Ivan Goncharov
Appearance
Ivan Alexandrovich Goncharov (18 June 1812—27 September 1891) was a Russian novelist best known for his critical realism novels A Common Story (1847), Oblomov (1859), and The Precipice (1869).
Quotes
[edit]- [Oblomov:] "Picture a thief or a fallen woman or a cheated fool, if you like, but do not forget the rest of mankind. What about humanity, pray? Writers like yourself try to write only with the head. What? Do you suppose the intellect can work separately from the heart? Why, the intellect needs love to fertilize it. Rather, stretch out your hand to the fallen and raise him, weep over him if he is lost beyond recall, but in no case make sport of him, for he is one to whom there should be extended only compassion. See in him yourself, and act accordingly. That done, I will read you, and bow my head before you." [...] "Give me man, and man alone" said Oblomov. "And, having given me him, do you try to love him."

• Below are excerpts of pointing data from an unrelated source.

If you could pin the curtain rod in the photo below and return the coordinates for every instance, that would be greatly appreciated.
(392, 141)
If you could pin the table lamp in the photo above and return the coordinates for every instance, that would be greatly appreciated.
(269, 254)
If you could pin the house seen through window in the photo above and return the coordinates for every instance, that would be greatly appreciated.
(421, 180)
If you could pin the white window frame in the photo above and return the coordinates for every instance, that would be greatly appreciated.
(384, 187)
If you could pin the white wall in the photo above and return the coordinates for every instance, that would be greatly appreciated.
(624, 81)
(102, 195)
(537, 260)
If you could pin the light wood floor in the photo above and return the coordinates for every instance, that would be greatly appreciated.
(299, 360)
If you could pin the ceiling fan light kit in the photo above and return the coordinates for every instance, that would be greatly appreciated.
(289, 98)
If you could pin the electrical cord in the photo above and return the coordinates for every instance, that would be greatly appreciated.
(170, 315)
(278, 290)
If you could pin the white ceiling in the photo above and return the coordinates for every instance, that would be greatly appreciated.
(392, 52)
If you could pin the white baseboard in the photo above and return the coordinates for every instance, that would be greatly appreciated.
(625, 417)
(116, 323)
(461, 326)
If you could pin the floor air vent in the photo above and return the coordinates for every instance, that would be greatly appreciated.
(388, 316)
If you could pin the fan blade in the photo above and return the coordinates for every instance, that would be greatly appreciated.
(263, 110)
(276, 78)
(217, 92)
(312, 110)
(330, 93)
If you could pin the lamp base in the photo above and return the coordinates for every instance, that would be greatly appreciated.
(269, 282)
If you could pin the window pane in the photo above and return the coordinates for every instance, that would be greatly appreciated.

- "Oblomov", Part I Chapter II by I. Goncharov, translated by C. J. Hogarth
- To this day the Russian, though surrounded by a stern, unimaginative world of reality, loves to believe the seductive tales of antiquity. And long will it be before he will have been weaned from that belief.
- "Oblomov", Part I Chapter V by I. Goncharov, translated by C. J. Hogarth
Quotes about Goncharov
[edit]- [Goncharov's] best work is Oblomov (1857), which exposed the laziness and apathy of the smaller landed gentry in Russia anterior to the reforms of Alexander II. Russian critics have pronounced this work to be a faithful characterization of Russia and the Russians. Dobrolubov said of it, “Oblomofka [the country-seat of the Oblomovs] is our fatherland: something of Oblomov is to be found in every one of us.” Peesarev, another celebrated critic, declared that “Oblomovism,” as Goncharov called the sum total of qualities with which he invested the hero of his story, “is an illness fostered by the nature of the Slavonic character and the life of Russian society.”